Increasing permanence in fat injection
The biggest problem of fat injections is that only a part of the given adipose tissue is retained and the rest is absorbed. As a result, fat injections need to be repeated at intervals of a few months. It has been shown that if PRP is added to the injected fat the survival rate is significantly higher. The ratio of PRP to be mixed into the adipose tissue to be administered is also important. Although the 0.5/1 ratio seems to be ideal, on the other hand it is clear that considering very high amounts of fat (sometimes more than one liter) are given in breast augmentation or buttock augmentation, it is impossible to obtain PRP at this ratio.
Hair loss (baldness) treatment
The hairy regions are the areas where the effects of PRP can be best observed. Because here it is easy to determine the number and shape of the hair with objective methods. There is a tight communication between the hair follicles and the papilla cells in the skin. PRP multiplies dermal papilla cells. The increased number of papilla cells strengthens the hair growth phase in the hair follicle and prolongs its duration. It also allows the formation of new hair follicles. The hair loss phase is shortened and the hair growth phase is lengthened and more dense hair can be formed. In addition, it has also been shown that if the hair follicles are transplanted after being dipped and removed into the PRP solution before the transplantation the survival rate of these follicles increases between 5 and 9 times.
Treatment of non-healing (chronic) wounds
It is a well-known fact that the wounds in some areas do not heal in patients with atherosclerosis, diabetes and patients who have received radiation therapy. In this case, successful results are obtained with PRP injected into the wound.
How it is applied
PRP can be used in different ways depending on the purpose and the area to be applied:
PRP is most easily used by injecting it into the area with an injector and a fine needle. This method is ideal in the treatment of baldness, scar treatment, and chronic wounds.
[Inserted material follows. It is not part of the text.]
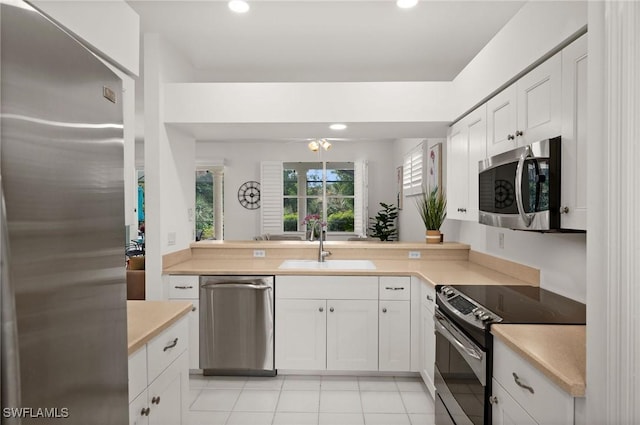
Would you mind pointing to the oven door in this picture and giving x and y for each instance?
(460, 376)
Direct application on skin or wound
The solution can also be used on the skin, but in this case, micro-injury is created on the skin surface to facilitate absorption of the solution into the inner parts. The easiest method for this is the micro needling method. Cylinders containing very small needles are run over the skin and micro-injuries are created in this way. The PRP applied on them penetrates into the skin and performs the task expected from it. After laser treatment on the skin, PRP solution can be applied on it.
Laser therapy and PRP
It has been observed that applying PRP injection to the same area immediately after applying laser treatment to the skin for various purposes increases the effect of laser application.
Complications and side effects
PRP is a safe product as it is prepared from the person’s own blood. However, it is essential to work in a microbe clear (sterile) environment during preparation and administration. No serious complications are known and its known side effects are temporary conditions such as mild edema, redness and bruising in the given areas.
PRP is used increasingly, especially in cosmetic procedures, for tissue regeneration and rejuvenation. However, there is no consensus on how it should be prepared and how much and how often it should be given.